Cukup lama aku biarkan argumen itu, hingga kudengar dialog dari sebuah sinetron tadi pagi. Ini tentang sepasang suami-istri keluarga yang sakinah. Mereka hendak membantu keluarga lain yang tidak mampu.

“Bu, bagaimana kalau kita membantu keluarga itu?” tanya suaminya dengan bahasa yang sangat halus dan membungkuk dalam over acting.

Sang istri diam sebentar, mengerjap-ngerjapkan mata dan berkata, “Apa kira-kira yang bisa kita berikan ya Pak…?”

Keduanya terdiam dan hanya salaing memandang. Lalu, senyum paling manis dan menawan (masih dalam over acting) diberikan suaminya sebelum berkata, “Ibu kan istri Bapak yang cantik dan solehah. Pasti Ibu akan mendapat petunjuk dari Allah. Kita tunggu ya Bu?”

“Halah…gimana tho ini. Wong mau memberi bantuan saja kok pake meminta petunjuk Allah. Gimana kalau orang yang mau dibantu keburu meninggal? Atau mereka adalah korban tertimpa bencana alam yang harus segera mendapat pertolongan? Apakah harus menunggu petunjuk Allah juga?” komentar teman kosku.

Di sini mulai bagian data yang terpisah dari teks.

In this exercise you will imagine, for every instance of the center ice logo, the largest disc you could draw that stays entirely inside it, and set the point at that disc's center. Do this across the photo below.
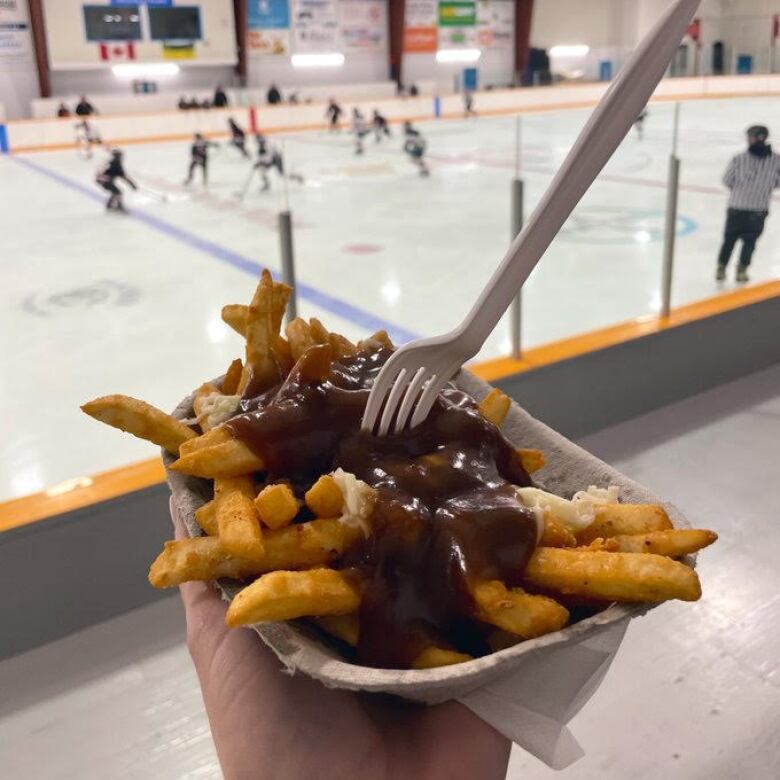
(104, 292)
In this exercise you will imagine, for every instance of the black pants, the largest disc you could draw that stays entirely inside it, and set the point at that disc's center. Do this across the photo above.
(196, 164)
(116, 193)
(745, 225)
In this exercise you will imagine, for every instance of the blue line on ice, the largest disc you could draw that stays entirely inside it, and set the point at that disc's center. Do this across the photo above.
(370, 322)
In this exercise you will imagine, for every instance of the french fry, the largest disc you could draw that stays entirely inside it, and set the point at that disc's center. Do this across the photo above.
(276, 505)
(207, 397)
(380, 337)
(532, 460)
(285, 595)
(140, 419)
(674, 543)
(434, 657)
(235, 315)
(261, 336)
(555, 534)
(237, 520)
(280, 296)
(283, 355)
(301, 546)
(628, 519)
(300, 337)
(612, 576)
(342, 346)
(232, 377)
(243, 484)
(231, 459)
(215, 436)
(206, 518)
(239, 526)
(347, 629)
(324, 497)
(198, 558)
(500, 640)
(304, 545)
(495, 406)
(343, 627)
(318, 331)
(516, 611)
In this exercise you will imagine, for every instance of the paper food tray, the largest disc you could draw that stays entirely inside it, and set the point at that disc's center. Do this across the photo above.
(527, 692)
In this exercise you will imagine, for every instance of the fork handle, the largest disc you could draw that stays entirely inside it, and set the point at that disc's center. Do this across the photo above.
(598, 140)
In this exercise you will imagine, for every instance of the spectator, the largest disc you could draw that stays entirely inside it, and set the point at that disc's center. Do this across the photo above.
(220, 98)
(274, 96)
(752, 177)
(84, 107)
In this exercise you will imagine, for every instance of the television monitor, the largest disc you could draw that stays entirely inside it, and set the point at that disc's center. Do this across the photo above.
(112, 22)
(175, 23)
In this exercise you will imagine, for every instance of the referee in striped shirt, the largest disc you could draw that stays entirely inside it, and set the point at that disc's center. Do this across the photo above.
(751, 177)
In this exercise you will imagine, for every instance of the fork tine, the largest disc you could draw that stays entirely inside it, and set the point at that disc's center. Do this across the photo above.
(391, 404)
(426, 401)
(409, 399)
(431, 392)
(374, 406)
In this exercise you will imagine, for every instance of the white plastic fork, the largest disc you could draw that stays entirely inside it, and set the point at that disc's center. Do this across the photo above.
(406, 387)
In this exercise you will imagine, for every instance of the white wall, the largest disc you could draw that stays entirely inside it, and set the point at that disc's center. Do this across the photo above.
(358, 68)
(612, 28)
(103, 81)
(18, 74)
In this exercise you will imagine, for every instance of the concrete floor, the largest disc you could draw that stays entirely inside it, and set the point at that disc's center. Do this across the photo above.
(101, 304)
(692, 695)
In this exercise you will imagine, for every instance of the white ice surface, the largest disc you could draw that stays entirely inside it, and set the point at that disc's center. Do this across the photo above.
(94, 304)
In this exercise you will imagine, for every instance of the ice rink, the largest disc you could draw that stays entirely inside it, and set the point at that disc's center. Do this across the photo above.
(98, 303)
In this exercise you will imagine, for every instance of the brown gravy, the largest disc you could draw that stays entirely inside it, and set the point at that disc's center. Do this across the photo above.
(446, 512)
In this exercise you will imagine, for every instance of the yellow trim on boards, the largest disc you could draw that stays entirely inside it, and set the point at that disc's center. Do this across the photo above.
(81, 492)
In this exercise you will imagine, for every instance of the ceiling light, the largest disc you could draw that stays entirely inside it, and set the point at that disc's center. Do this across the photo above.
(577, 50)
(334, 60)
(138, 70)
(458, 55)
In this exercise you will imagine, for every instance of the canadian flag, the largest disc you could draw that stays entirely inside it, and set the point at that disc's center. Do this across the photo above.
(117, 51)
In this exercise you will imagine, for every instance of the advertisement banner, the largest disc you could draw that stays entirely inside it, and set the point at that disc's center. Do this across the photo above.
(316, 26)
(457, 13)
(363, 24)
(268, 27)
(420, 34)
(16, 52)
(495, 24)
(458, 37)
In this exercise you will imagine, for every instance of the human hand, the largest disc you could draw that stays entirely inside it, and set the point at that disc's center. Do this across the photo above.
(268, 724)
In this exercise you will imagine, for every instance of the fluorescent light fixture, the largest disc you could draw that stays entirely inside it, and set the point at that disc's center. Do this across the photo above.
(138, 70)
(576, 50)
(458, 55)
(333, 60)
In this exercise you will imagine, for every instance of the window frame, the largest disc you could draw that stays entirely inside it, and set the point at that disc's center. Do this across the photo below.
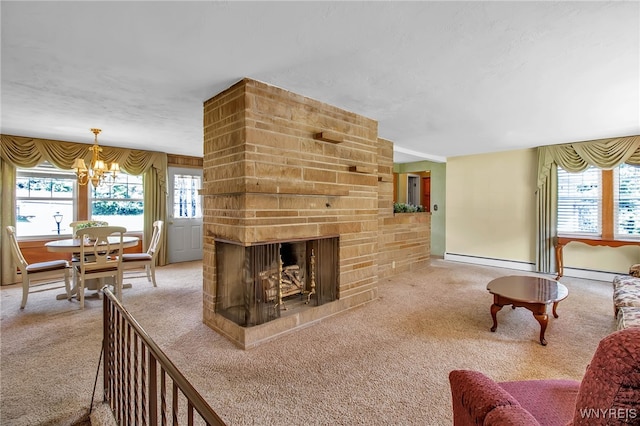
(607, 212)
(48, 171)
(91, 199)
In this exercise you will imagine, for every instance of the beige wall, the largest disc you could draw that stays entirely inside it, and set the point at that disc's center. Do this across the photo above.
(491, 214)
(491, 205)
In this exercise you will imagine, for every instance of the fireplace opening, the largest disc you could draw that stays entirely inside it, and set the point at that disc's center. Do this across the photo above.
(262, 282)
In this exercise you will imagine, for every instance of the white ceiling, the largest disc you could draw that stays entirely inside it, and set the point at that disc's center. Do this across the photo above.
(441, 78)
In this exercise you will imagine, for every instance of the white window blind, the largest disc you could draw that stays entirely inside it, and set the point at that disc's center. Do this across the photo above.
(627, 201)
(579, 202)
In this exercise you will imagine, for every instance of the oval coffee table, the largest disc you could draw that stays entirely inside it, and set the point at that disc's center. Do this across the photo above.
(529, 292)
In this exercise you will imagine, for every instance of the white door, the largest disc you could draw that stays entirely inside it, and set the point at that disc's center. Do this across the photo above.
(184, 224)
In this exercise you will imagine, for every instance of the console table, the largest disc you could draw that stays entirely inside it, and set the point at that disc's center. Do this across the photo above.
(560, 242)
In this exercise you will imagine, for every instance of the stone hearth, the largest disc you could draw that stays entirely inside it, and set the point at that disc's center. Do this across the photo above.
(283, 172)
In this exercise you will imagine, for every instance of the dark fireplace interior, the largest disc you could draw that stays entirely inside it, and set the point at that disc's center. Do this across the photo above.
(263, 282)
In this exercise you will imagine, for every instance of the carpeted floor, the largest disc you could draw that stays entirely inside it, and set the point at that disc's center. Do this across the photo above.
(386, 362)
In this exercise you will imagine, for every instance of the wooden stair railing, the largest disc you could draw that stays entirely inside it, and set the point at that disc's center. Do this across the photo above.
(141, 384)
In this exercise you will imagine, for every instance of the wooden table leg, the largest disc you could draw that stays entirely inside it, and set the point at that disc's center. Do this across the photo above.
(494, 310)
(559, 260)
(543, 319)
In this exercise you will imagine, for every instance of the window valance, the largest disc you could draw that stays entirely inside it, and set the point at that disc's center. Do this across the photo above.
(576, 157)
(572, 157)
(26, 152)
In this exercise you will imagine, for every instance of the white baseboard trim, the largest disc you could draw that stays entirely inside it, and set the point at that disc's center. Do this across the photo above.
(589, 274)
(530, 267)
(487, 261)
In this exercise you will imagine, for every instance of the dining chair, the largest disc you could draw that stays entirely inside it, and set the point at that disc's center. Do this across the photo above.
(100, 257)
(38, 270)
(147, 259)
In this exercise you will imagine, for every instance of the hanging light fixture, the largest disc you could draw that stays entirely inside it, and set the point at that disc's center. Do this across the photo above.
(97, 173)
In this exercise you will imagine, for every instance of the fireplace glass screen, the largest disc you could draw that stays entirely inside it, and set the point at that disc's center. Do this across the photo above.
(259, 283)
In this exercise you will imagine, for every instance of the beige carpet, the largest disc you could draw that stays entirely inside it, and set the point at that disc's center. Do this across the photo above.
(383, 363)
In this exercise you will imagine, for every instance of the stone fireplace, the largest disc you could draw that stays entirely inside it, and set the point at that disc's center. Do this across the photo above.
(298, 213)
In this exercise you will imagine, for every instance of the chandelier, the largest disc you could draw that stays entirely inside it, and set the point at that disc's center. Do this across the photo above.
(97, 173)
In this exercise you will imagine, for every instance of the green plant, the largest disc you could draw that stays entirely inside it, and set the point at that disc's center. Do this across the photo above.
(406, 208)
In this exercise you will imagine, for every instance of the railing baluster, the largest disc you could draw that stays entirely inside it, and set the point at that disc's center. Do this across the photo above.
(163, 397)
(153, 391)
(136, 379)
(131, 360)
(174, 403)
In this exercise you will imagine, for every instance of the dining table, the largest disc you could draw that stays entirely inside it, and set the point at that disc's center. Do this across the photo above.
(72, 245)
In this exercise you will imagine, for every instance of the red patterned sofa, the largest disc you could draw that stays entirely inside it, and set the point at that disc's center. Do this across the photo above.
(626, 299)
(609, 393)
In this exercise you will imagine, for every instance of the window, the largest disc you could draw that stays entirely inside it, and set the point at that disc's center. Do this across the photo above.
(627, 201)
(186, 200)
(600, 203)
(44, 201)
(120, 204)
(579, 202)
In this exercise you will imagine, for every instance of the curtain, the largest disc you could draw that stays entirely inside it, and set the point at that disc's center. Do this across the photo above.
(7, 218)
(155, 199)
(18, 151)
(573, 157)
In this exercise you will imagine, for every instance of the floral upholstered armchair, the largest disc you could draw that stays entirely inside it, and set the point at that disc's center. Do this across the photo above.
(609, 393)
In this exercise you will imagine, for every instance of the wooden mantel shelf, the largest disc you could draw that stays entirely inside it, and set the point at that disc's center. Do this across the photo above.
(560, 241)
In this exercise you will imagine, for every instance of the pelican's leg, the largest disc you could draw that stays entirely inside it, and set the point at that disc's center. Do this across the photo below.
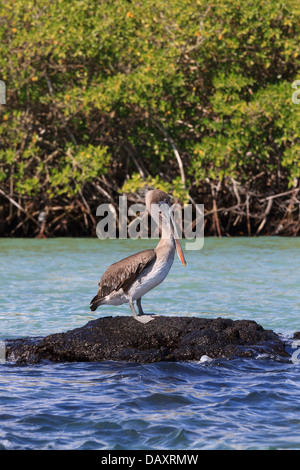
(142, 318)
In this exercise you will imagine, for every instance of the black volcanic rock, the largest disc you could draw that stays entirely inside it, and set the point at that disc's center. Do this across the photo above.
(163, 339)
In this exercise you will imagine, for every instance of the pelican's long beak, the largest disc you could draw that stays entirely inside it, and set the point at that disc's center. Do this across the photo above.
(177, 243)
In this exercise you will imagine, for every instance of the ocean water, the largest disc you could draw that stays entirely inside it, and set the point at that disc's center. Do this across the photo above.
(46, 287)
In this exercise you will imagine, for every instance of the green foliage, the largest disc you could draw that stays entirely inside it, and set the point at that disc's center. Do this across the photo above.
(88, 81)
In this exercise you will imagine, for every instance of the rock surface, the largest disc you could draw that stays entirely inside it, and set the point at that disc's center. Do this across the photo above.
(163, 339)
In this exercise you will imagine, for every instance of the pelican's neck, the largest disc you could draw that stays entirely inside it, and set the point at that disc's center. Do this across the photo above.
(166, 243)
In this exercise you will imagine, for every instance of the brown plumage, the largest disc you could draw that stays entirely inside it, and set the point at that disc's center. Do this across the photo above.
(131, 278)
(122, 274)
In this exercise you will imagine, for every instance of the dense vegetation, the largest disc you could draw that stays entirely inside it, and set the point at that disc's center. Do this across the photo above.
(112, 96)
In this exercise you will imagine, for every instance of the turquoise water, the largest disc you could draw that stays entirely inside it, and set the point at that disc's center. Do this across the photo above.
(46, 287)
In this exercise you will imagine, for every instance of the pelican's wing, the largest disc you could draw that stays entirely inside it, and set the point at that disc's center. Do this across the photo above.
(122, 274)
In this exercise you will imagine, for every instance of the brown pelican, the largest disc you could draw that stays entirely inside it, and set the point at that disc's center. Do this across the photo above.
(132, 277)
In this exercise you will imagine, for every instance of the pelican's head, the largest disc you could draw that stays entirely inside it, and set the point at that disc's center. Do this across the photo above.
(158, 204)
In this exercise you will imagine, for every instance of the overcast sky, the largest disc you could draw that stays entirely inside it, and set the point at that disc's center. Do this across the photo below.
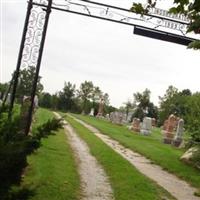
(109, 54)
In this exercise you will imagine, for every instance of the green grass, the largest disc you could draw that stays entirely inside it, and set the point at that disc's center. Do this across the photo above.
(166, 156)
(51, 172)
(126, 181)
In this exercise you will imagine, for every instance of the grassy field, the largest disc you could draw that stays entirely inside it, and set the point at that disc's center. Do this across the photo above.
(126, 181)
(51, 173)
(166, 156)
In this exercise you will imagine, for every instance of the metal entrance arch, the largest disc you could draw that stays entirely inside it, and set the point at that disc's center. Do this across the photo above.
(36, 23)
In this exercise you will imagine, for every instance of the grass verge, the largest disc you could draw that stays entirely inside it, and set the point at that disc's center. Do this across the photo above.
(51, 173)
(166, 156)
(126, 181)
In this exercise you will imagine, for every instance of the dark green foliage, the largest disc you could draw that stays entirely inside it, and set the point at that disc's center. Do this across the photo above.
(143, 105)
(14, 148)
(26, 79)
(69, 99)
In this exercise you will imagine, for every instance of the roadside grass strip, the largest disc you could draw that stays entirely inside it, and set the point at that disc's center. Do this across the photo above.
(127, 183)
(167, 156)
(51, 173)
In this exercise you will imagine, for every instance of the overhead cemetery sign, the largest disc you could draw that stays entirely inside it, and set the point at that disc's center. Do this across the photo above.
(157, 24)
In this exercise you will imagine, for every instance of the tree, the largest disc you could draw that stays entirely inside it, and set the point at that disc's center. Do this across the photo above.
(128, 106)
(96, 95)
(45, 100)
(3, 89)
(189, 8)
(143, 106)
(85, 93)
(173, 102)
(26, 79)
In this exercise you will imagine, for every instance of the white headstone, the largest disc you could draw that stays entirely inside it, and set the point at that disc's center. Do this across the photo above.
(146, 126)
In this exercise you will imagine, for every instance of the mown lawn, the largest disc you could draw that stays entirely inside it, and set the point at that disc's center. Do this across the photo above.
(126, 181)
(166, 156)
(51, 173)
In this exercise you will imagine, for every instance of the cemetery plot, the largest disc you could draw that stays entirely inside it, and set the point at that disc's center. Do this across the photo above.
(94, 182)
(127, 183)
(172, 184)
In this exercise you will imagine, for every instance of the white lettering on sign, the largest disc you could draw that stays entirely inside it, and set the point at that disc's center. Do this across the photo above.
(165, 13)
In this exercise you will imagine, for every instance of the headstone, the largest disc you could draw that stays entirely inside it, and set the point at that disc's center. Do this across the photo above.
(179, 133)
(146, 126)
(108, 117)
(92, 112)
(129, 116)
(101, 106)
(116, 117)
(188, 156)
(136, 125)
(169, 132)
(8, 99)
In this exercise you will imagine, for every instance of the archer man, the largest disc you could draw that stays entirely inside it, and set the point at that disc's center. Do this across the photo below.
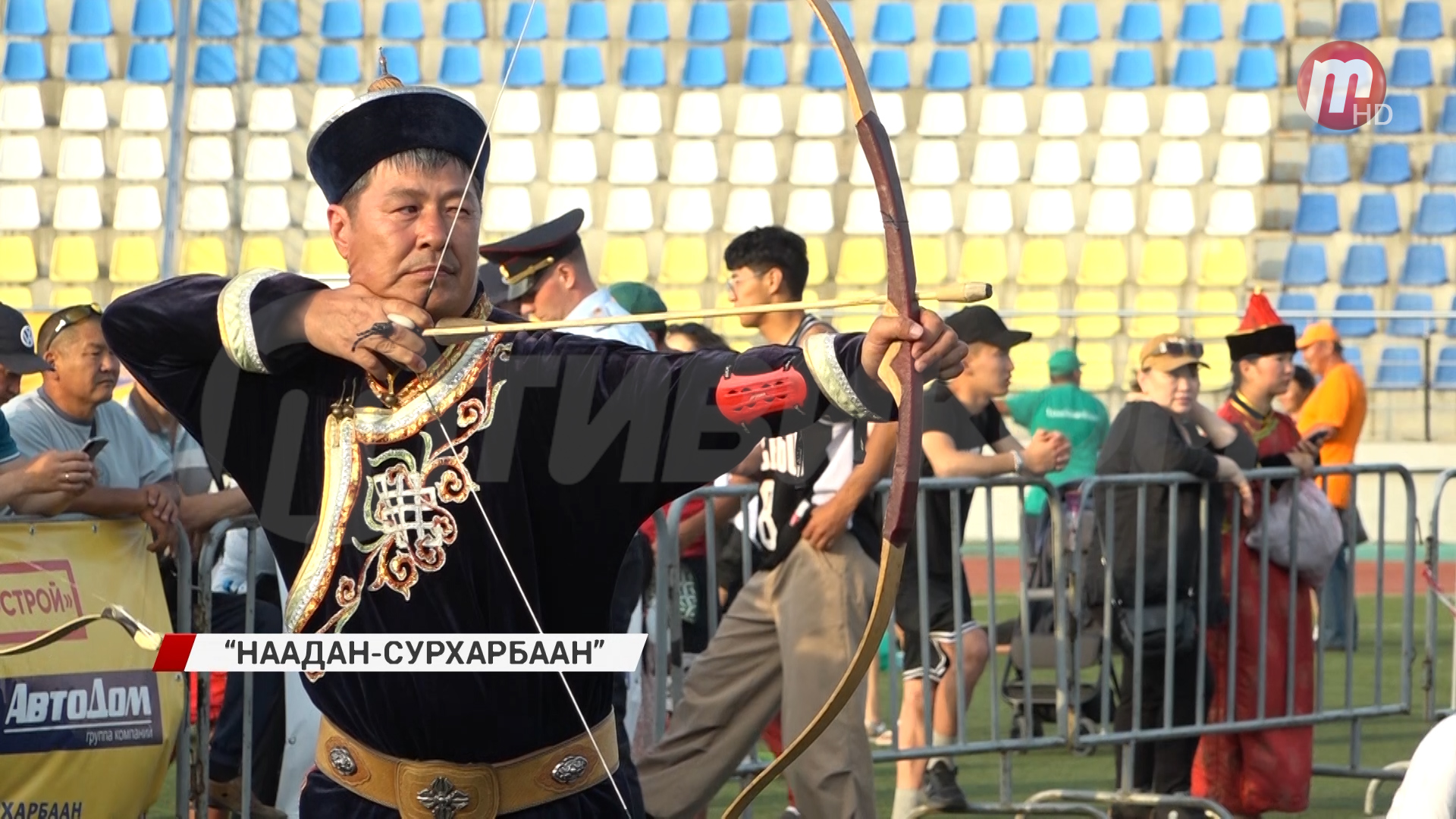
(408, 487)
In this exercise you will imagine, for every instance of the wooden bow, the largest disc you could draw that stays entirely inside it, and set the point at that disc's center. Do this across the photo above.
(899, 375)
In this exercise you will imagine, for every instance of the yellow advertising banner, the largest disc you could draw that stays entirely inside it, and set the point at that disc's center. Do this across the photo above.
(89, 727)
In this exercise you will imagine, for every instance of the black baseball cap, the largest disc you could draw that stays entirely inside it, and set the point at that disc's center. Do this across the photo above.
(982, 324)
(18, 344)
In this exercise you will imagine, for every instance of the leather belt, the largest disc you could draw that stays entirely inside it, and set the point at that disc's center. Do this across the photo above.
(452, 790)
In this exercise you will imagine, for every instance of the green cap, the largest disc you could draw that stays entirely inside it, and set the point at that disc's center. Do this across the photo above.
(637, 299)
(1063, 363)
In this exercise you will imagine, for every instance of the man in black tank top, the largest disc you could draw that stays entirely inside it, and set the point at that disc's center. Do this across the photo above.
(789, 634)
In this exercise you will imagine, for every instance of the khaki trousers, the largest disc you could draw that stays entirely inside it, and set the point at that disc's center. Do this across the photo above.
(781, 648)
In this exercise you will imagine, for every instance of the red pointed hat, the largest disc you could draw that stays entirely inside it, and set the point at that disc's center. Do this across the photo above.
(1261, 333)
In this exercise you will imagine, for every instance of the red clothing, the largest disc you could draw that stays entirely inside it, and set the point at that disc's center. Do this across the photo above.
(1263, 770)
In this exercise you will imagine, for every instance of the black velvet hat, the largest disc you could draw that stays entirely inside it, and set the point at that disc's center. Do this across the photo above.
(388, 120)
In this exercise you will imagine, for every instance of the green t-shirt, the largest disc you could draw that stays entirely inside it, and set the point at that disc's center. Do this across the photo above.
(1072, 411)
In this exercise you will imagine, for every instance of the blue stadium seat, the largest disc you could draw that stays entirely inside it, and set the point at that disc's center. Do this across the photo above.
(1071, 69)
(1329, 165)
(277, 64)
(889, 69)
(216, 66)
(1196, 69)
(949, 71)
(343, 19)
(1407, 327)
(644, 67)
(1256, 71)
(1133, 67)
(1305, 265)
(1400, 369)
(278, 19)
(465, 19)
(338, 66)
(647, 22)
(1424, 265)
(1078, 24)
(86, 63)
(769, 22)
(956, 24)
(764, 67)
(846, 18)
(894, 24)
(705, 67)
(1011, 69)
(91, 18)
(1263, 22)
(1405, 114)
(708, 22)
(523, 67)
(1376, 215)
(1442, 171)
(1421, 20)
(1411, 67)
(403, 20)
(149, 63)
(1142, 22)
(218, 19)
(1366, 267)
(24, 61)
(1436, 216)
(1357, 20)
(824, 72)
(27, 18)
(1018, 24)
(460, 66)
(523, 17)
(1318, 213)
(1203, 22)
(1354, 327)
(587, 19)
(1389, 164)
(582, 67)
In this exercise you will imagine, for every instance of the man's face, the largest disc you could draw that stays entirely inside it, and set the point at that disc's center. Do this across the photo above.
(397, 235)
(85, 368)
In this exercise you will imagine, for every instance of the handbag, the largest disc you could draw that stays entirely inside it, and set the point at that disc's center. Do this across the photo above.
(1316, 526)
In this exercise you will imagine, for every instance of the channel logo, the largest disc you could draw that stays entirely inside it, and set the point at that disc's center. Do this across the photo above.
(1341, 86)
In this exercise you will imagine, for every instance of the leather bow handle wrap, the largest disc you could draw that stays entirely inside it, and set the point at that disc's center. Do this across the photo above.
(903, 381)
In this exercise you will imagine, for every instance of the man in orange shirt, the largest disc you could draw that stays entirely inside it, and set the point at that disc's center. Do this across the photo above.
(1335, 410)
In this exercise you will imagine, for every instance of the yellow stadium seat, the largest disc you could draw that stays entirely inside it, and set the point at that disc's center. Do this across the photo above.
(929, 260)
(1225, 264)
(1165, 264)
(1037, 302)
(17, 260)
(1097, 327)
(983, 260)
(623, 260)
(1104, 262)
(262, 251)
(861, 261)
(685, 261)
(1043, 262)
(1220, 302)
(322, 259)
(18, 297)
(206, 254)
(134, 261)
(73, 259)
(1030, 366)
(1155, 314)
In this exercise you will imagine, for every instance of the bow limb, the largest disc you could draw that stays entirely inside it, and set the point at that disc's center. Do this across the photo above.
(900, 378)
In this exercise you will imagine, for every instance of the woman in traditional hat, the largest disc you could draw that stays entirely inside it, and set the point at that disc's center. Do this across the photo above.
(1261, 770)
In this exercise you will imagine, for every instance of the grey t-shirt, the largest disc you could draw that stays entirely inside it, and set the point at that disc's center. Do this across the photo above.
(130, 461)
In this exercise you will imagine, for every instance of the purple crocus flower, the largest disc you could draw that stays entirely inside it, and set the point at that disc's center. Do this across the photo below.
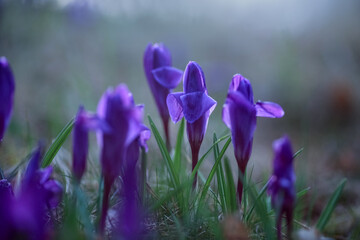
(24, 216)
(239, 114)
(195, 105)
(118, 110)
(130, 213)
(7, 88)
(282, 183)
(84, 122)
(161, 78)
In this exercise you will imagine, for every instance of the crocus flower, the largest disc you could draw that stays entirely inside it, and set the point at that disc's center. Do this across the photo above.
(195, 105)
(84, 122)
(282, 183)
(161, 78)
(130, 213)
(117, 108)
(24, 216)
(239, 114)
(7, 88)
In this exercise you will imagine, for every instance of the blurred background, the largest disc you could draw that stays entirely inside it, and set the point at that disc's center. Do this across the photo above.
(304, 55)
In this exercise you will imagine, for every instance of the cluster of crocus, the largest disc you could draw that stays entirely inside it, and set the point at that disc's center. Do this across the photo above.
(25, 215)
(162, 77)
(239, 114)
(7, 88)
(195, 105)
(126, 133)
(282, 183)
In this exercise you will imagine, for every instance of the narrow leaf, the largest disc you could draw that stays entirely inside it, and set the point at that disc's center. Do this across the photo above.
(213, 170)
(220, 177)
(197, 166)
(230, 185)
(178, 147)
(57, 143)
(164, 152)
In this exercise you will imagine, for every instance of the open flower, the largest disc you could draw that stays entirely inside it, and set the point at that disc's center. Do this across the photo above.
(117, 108)
(84, 122)
(282, 183)
(162, 77)
(239, 114)
(24, 216)
(7, 88)
(195, 105)
(131, 214)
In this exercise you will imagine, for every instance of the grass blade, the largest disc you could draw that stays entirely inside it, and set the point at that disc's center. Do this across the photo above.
(179, 140)
(330, 206)
(230, 185)
(57, 143)
(164, 152)
(197, 166)
(213, 170)
(220, 177)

Dialog sinetron menunjukkan betapa sikap si keluarga sakinah yang taat beragama, malah jadi tidak simpel dan keblinger dalam memutuskan hal-hal kecil. padahal kita mau bersifat kikir atau bermurah hati, keputusan ada di tangan kita. Sama seperti ketika seseorang memilih jujur atau menjadi koruptor. Keduanya mutlak pilihan kita.

Tapi kita sering melihat bahwa posisi kita dan Tuhan dicampuradukkan. Di televisi sering kita lihat para artis, pejabat, atau tokoh agama membawa-bawa Tuhan ketika kesandung masalah dan masuk penjara. Tuhan juga sering dibawa untuk kasus kawin cerainya seseorang. Biasanya mereka berkata, ya saya hanya manusia biasa, dan Tuhan yang mengatur semua ini, saya hanya menjalani, ini sudah takdir dari sananya, dll.

Kalau begitu apakah kita juga akan meminta Tuhan mengatur lalu lintas supaya tak ada musibah kecelakaan? Mengatur nama-nama calon korupsi mendapat gilirannya? Mengatur siasat membawa lari uang pajak?

Anak kecil yang lapar tentu butuh ibunya. Bukan Tuhan. Itu betul. Tapi, keputusan memberi atau tidak, itu adalah keputusan kita.

Kita tak bisa menyamakan peran yang berwujud dengan yang tak berwujud. Jadi, jika kita membutuhkan sesuatu yang berwujud dan secara langsung, mintalah pada yang berwujud. Ia bisa pasangan hidup, orang tua, pelayan kafe, teman, dll.

Meski Tuhan mencipta semesta, bukan berarti kita bisa memintanya menyediakan kacang goreng atau mengambilkan nasi dan menyuapi kita.

Mengingat pernyataan Musdah Mulia bahwa agama adalah interpretasi, maka Allah menyuruh kita menuntut ilmu dan belajar untuk menggunakan nalar dan berpikir. Setidaknya kita tahu bahwa di dunia ini manusia perlu menjaga dan menghormati hubungan-hubungan -- vertikal, diagonal, horizontal. Masing-masing memiliki porsi dan fungsinya.